Правда, у милиции был ряд преимуществ перед дилетантом и непрофессионалом Чудаковым. Гораздо более широкий спектр возможностей и прав служил ей тем "золотым ключиком", который позволял проникнуть во всевозможные архивы, картотеки, информационные банки, открывал перед ней закрытые для других двери кабинетов многочисленных должностных и компетентных лиц, вызывал к откровенности свидетелей, потерпевших и даже закоренелых преступников. Конечно же всего этого Чудаков не имел, однако у него были свои козыри: молодость, страстное желание самоутвердиться и пытливый ум, не испорченный еще рутиной бесконечных будней уголовного розыска. И была у него еще ценнейшая улика -- обгоревший пыж, который и стал тем единственным связующим звеном между ним и преступником.
Уже через два часа после утреннего звонка Чудакова на Третьей Лесной Поляне, дом двенадцать, появилась следственная группа из Москвы во главе со старшим следователем МУРа Щегловым. После того, как были проведены необходимые замеры и съемки, а также получены весьма скудные свидетельские показания от жителей дачного поселка, Щеглов пришел к неожиданному выводу: неизвестный, звонивший утром, и человек, оставивший в кабинете профессора Красницкого грязные следы, -- одно и то же лицо, коим является сосед Красницкого по даче, некто Чудаков М. Л., экспедитор магазина "Овощи-фрукты" No 257 города Москвы, ныне находящийся в очередном отпуске и исчезнувший неизвестно куда. Объем добытой Щегловым информации был хотя и невелик, но все же вполне достаточен, чтобы начать поиски преступника. Если верить словам звонившего неизвестного, преступник был высоким, плотным мужчиной в плаще с капюшоном и охотничьим ружьем; в районе двенадцати ночи он сел в электричку и отбыл по направлению к Москве. В самом поселке никто ничего не слышал и ни о каком выстреле понятия не имел. Тщательное обследование помещения, в котором был убит профессор Красницкий, не дало закаленному в бесчисленных схватках с уголовным миром следователю Щеглову никакой пищи для ума. Одна лишь деталь вызвала у сыщика чуть заметный блеск в глубоко сидящих глазах: на письменном столе профессора лежала новенькая, раскрытая на первой странице и еще не начатая общая тетрадь. Судя по всему, Красницкий собирался что-то записать в ней, но не успел, так как был застигнут убийцей врасплох. На первый взгляд так оно, казалось бы, и было. Однако опытный взгляд профессионального детектива уловил то, что вряд ли смог бы с ходу заметить дилетант: первые два листа из тетради были вырваны. Удовлетворенно хмыкнув, следователь Щеглов сунул тетрадь в обширный карман пиджака.
Изучив обстановку на месте и собрав воедино все имеющиеся факты, следователь Щеглов решил, что дальнейшее его пребывание в Снегирях бессмысленно, и отбыл со свитой в Москву, уступив место происшествия медикам-криминалистам.
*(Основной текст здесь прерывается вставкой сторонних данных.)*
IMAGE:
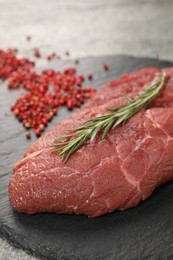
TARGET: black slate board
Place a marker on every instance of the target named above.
(144, 232)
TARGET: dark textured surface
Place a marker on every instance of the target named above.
(145, 232)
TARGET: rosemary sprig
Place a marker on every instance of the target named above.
(68, 144)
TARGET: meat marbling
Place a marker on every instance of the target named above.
(115, 173)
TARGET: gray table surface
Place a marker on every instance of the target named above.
(85, 28)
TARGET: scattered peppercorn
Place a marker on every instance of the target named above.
(28, 38)
(45, 92)
(28, 135)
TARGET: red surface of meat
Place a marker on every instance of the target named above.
(105, 175)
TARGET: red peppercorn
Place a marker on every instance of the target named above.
(37, 132)
(36, 53)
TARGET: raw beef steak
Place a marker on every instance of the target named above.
(115, 173)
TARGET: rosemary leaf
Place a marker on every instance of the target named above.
(69, 144)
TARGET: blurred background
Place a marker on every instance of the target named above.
(85, 28)
(88, 27)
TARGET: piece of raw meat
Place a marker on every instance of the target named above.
(115, 173)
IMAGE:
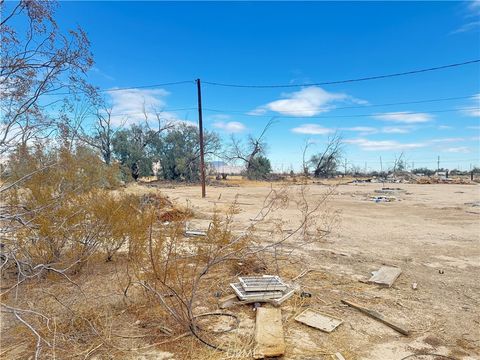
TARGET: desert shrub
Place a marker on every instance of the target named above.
(49, 209)
(259, 168)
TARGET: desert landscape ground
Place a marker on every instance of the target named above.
(431, 232)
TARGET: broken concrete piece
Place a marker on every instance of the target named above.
(318, 320)
(195, 233)
(269, 337)
(286, 296)
(227, 301)
(386, 275)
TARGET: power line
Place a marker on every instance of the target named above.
(411, 72)
(366, 105)
(348, 116)
(130, 88)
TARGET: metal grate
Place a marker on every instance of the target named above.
(262, 283)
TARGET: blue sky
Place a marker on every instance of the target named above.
(144, 43)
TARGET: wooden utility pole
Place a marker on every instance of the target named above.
(200, 130)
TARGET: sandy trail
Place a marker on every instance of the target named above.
(429, 228)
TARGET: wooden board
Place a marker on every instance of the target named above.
(319, 320)
(377, 316)
(386, 275)
(269, 337)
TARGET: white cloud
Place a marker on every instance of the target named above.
(473, 112)
(367, 130)
(447, 140)
(312, 129)
(230, 127)
(308, 101)
(444, 127)
(383, 145)
(130, 106)
(364, 130)
(459, 149)
(396, 129)
(405, 117)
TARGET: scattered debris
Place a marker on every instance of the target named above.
(266, 288)
(378, 199)
(227, 301)
(473, 204)
(305, 294)
(386, 275)
(319, 320)
(255, 295)
(389, 191)
(269, 337)
(192, 232)
(338, 356)
(262, 283)
(377, 316)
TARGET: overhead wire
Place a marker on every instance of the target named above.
(366, 105)
(376, 77)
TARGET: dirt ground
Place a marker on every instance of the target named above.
(431, 232)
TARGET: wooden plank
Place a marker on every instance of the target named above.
(386, 275)
(318, 320)
(377, 316)
(269, 337)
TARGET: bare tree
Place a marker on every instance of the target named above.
(305, 162)
(247, 153)
(36, 65)
(326, 162)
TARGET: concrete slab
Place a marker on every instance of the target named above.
(269, 337)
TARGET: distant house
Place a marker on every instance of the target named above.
(220, 167)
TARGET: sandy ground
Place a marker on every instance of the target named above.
(430, 232)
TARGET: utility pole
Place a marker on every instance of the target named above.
(200, 130)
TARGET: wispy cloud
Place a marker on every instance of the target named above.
(309, 101)
(368, 130)
(312, 129)
(472, 10)
(447, 140)
(132, 105)
(96, 70)
(475, 110)
(444, 127)
(383, 145)
(459, 149)
(230, 126)
(396, 129)
(405, 117)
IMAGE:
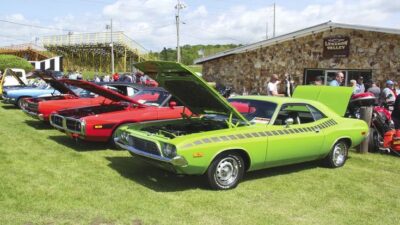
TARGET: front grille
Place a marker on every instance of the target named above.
(73, 125)
(57, 120)
(144, 145)
(32, 106)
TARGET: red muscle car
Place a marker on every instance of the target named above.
(91, 94)
(98, 123)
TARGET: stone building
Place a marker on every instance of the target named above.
(317, 51)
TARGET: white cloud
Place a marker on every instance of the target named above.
(152, 22)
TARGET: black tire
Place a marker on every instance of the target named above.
(19, 102)
(225, 171)
(112, 143)
(338, 155)
(373, 141)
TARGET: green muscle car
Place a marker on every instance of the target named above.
(222, 140)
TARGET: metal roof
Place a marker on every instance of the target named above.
(296, 34)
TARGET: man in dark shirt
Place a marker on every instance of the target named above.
(396, 113)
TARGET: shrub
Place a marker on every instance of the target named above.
(11, 61)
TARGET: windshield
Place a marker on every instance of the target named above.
(151, 97)
(254, 110)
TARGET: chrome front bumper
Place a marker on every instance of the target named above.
(64, 126)
(33, 114)
(9, 100)
(176, 161)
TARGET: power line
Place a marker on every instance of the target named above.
(35, 26)
(14, 38)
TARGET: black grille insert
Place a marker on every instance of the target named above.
(57, 120)
(144, 145)
(73, 125)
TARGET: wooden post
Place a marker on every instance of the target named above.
(125, 60)
(366, 115)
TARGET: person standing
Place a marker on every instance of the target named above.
(360, 88)
(387, 95)
(318, 81)
(353, 84)
(272, 86)
(106, 78)
(338, 79)
(374, 89)
(289, 85)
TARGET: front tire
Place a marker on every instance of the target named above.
(19, 102)
(112, 143)
(225, 171)
(338, 155)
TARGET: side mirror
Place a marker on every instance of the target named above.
(289, 121)
(172, 104)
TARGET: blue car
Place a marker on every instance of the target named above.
(50, 87)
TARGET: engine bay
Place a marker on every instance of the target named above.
(185, 127)
(78, 113)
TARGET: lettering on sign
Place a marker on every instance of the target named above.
(336, 47)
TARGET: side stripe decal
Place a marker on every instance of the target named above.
(321, 126)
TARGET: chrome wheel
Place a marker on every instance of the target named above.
(227, 171)
(339, 154)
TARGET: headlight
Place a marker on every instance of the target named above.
(124, 136)
(169, 150)
(82, 125)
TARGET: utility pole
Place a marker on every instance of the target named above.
(178, 7)
(273, 34)
(112, 46)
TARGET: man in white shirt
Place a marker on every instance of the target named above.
(388, 95)
(272, 86)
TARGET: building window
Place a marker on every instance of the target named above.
(327, 75)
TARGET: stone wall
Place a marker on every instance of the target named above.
(248, 71)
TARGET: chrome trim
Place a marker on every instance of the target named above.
(55, 125)
(9, 100)
(176, 161)
(64, 127)
(32, 114)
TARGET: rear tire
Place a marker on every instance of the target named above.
(338, 155)
(225, 171)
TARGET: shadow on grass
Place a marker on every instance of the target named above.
(9, 107)
(40, 125)
(160, 180)
(80, 145)
(152, 177)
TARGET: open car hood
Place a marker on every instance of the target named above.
(10, 72)
(54, 83)
(336, 98)
(97, 89)
(189, 88)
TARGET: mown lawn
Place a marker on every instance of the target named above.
(47, 178)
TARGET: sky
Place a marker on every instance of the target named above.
(151, 23)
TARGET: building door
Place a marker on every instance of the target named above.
(331, 75)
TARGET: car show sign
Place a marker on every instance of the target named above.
(336, 47)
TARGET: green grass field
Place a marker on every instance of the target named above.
(48, 178)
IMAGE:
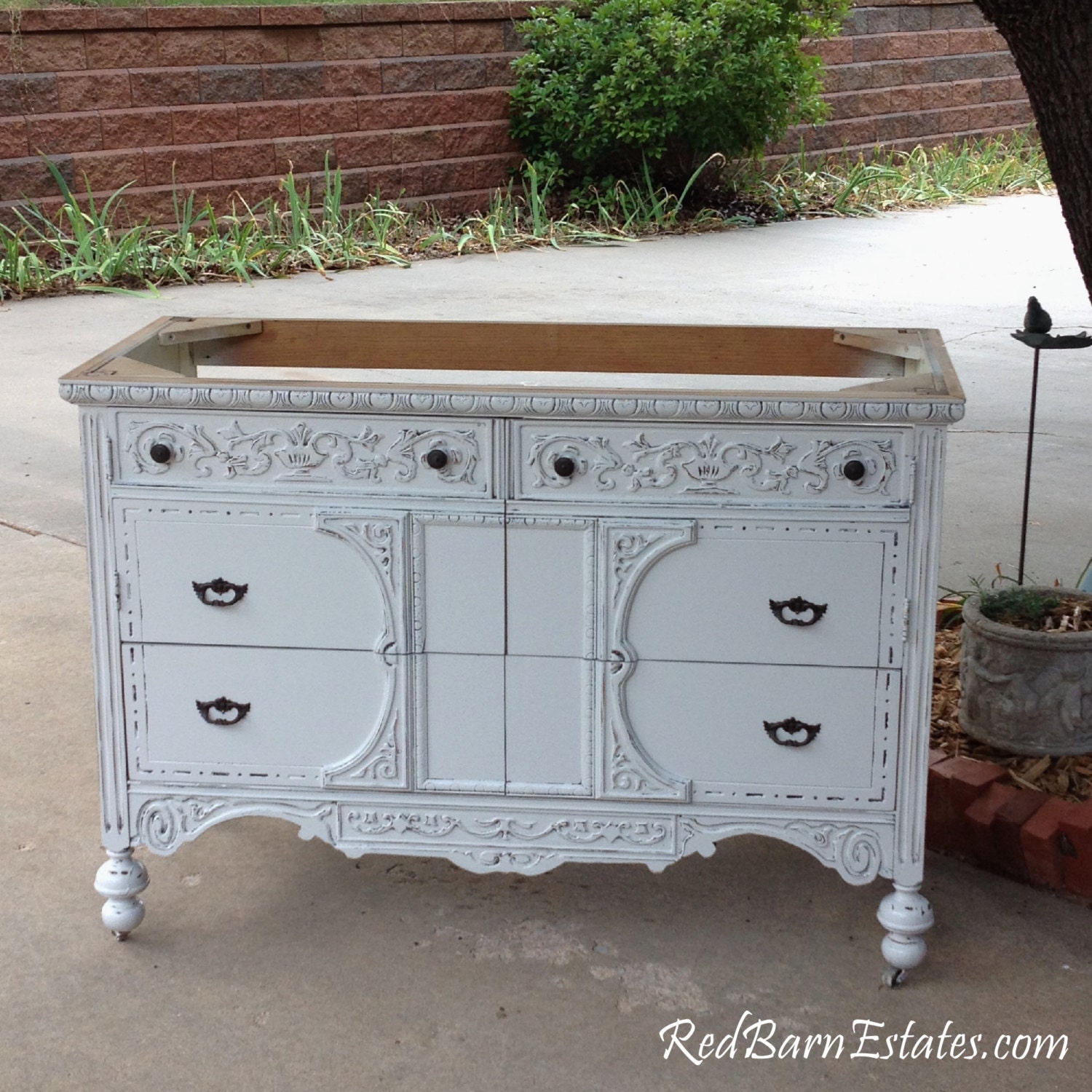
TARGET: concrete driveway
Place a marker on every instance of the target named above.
(269, 963)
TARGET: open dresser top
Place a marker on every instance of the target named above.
(635, 371)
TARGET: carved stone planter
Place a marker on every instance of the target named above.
(1024, 692)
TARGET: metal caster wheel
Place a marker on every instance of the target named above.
(893, 976)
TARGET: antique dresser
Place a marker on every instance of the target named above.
(517, 594)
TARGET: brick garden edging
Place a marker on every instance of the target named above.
(1019, 832)
(405, 98)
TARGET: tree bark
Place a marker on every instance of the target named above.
(1051, 41)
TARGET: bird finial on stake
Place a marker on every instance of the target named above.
(1037, 333)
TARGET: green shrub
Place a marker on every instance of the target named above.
(609, 87)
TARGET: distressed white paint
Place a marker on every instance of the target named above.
(502, 665)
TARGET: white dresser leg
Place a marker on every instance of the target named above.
(906, 914)
(119, 882)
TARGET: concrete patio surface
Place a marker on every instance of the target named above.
(269, 963)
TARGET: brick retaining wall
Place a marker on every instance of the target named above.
(405, 98)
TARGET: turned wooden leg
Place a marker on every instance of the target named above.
(119, 882)
(906, 914)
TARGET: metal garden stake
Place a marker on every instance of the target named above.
(1037, 333)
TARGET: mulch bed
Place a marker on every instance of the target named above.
(1068, 777)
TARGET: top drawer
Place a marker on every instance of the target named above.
(365, 456)
(711, 464)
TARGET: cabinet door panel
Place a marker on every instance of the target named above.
(548, 714)
(550, 577)
(459, 570)
(711, 602)
(461, 722)
(708, 723)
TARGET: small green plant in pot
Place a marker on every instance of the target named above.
(1026, 670)
(609, 90)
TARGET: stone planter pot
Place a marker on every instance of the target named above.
(1024, 692)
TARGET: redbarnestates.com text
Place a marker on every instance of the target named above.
(757, 1039)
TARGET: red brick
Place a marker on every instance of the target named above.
(205, 17)
(52, 52)
(290, 17)
(363, 150)
(250, 159)
(1002, 89)
(449, 177)
(858, 104)
(28, 94)
(304, 154)
(1010, 820)
(488, 104)
(91, 91)
(205, 124)
(13, 139)
(967, 92)
(108, 19)
(164, 87)
(56, 20)
(1039, 840)
(351, 78)
(328, 116)
(60, 133)
(306, 44)
(231, 83)
(106, 172)
(954, 786)
(31, 177)
(364, 43)
(165, 165)
(460, 72)
(146, 128)
(980, 819)
(495, 172)
(428, 39)
(904, 100)
(834, 52)
(1076, 825)
(120, 50)
(926, 44)
(417, 146)
(480, 37)
(190, 47)
(268, 119)
(936, 95)
(408, 76)
(489, 138)
(499, 72)
(983, 39)
(293, 81)
(255, 46)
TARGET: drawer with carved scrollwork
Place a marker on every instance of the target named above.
(375, 456)
(713, 464)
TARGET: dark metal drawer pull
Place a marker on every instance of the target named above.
(797, 605)
(220, 587)
(223, 705)
(792, 727)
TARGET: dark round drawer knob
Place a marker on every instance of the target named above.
(854, 470)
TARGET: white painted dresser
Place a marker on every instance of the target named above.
(585, 593)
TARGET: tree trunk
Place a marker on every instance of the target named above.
(1051, 41)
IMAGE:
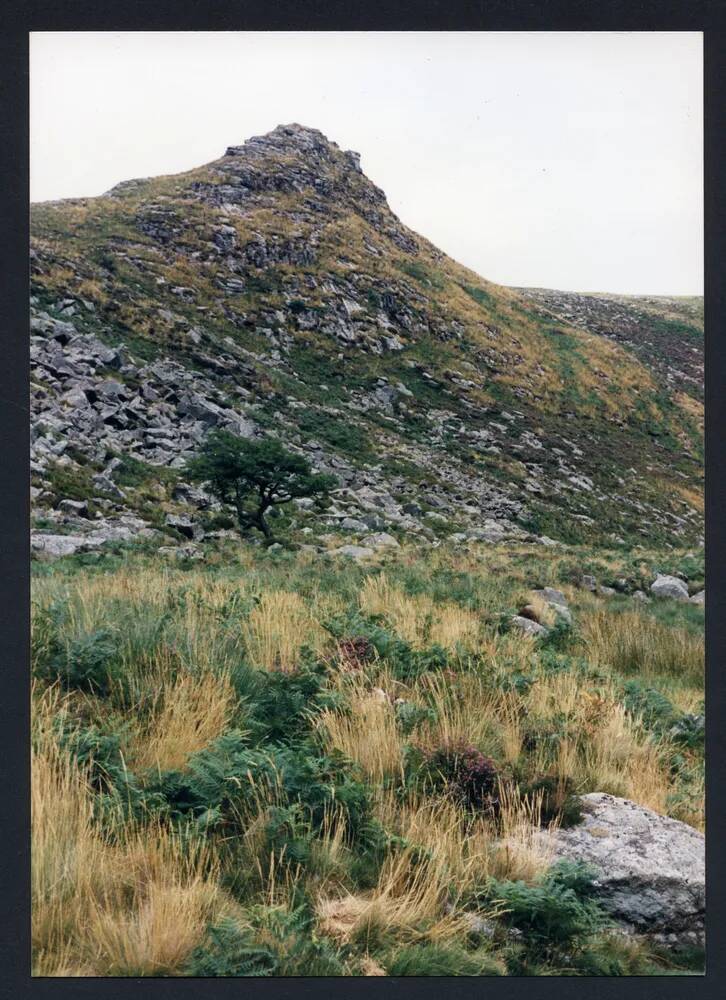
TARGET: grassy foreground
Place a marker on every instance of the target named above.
(285, 764)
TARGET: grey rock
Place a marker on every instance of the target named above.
(185, 526)
(381, 540)
(552, 596)
(669, 586)
(354, 551)
(651, 868)
(77, 507)
(181, 552)
(57, 545)
(527, 627)
(353, 524)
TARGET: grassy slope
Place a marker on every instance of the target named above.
(195, 787)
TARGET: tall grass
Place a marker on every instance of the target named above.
(124, 901)
(635, 643)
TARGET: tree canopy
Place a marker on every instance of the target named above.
(254, 475)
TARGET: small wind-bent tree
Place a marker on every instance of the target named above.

В Москве следователь Щеглов первым делом отправил тетрадь профессора Красницкого на экспертизу. Потом он вызвал двух своих помощников и дал им следующее задание: найти машиниста, который вел поезд с предполагаемым преступником нынешней ночью (неизвестный, звонивший утром, сообщил точное время следования электропоезда через станцию Снегири) и подробно разузнать у него, что он видел или слышал об интересующем их лице; далее, найти, если удастся, пассажиров с того поезда и переговорить с ними, а также со всеми, кто так или иначе мог оказаться случайным свидетелем. По поводу пассажиров оба помощника выразили некоторые сомнения, что, мол, где ж их теперь разыщешь, но следователь Щеглов обжег их таким грозным взглядом, что они тут же решили сами дать, если потребуется, любые свидетельские показания, какие нужны будут их шефу.
К трем часам пополудни оба сыщика вернулись с ворохом свежей информации. Выяснилось следующее. Машинист электропоезда, следовавшего нынешней ночью от станции Синицыно в Москву, действительно видел человека, садящегося в вверенный ему состав на станции Снегири, причем человек этот, как и следовало ожидать, был в плаще и с охотничьим ружьем. Он был единственный, кто сел в Снегирях -- именно поэтому машинист и обратил на него внимание. В это время суток, добавил машинист, пассажиров бывает немного, а в Снегирях -- этой маленькой захолустной станции -- обычно вообще никто не садится.
Информация, полученная от машиниста электрички, не дала ничего нового и лишь подтверждала показания неизвестного, звонившего утром. Кстати, этот неизвестный, как вполне справедливо полагал следователь Щеглов, мог бы многое прояснить в темном деле с убийством профессора, поскольку же в образе неизвестного сначала смутно, а потом все яснее и яснее проступала фигура некоего Чудакова М. Л., то следователь отдал распоряжение во что бы то ни стало разыскать пропавшего экспедитора и доставить к нему для личной беседы.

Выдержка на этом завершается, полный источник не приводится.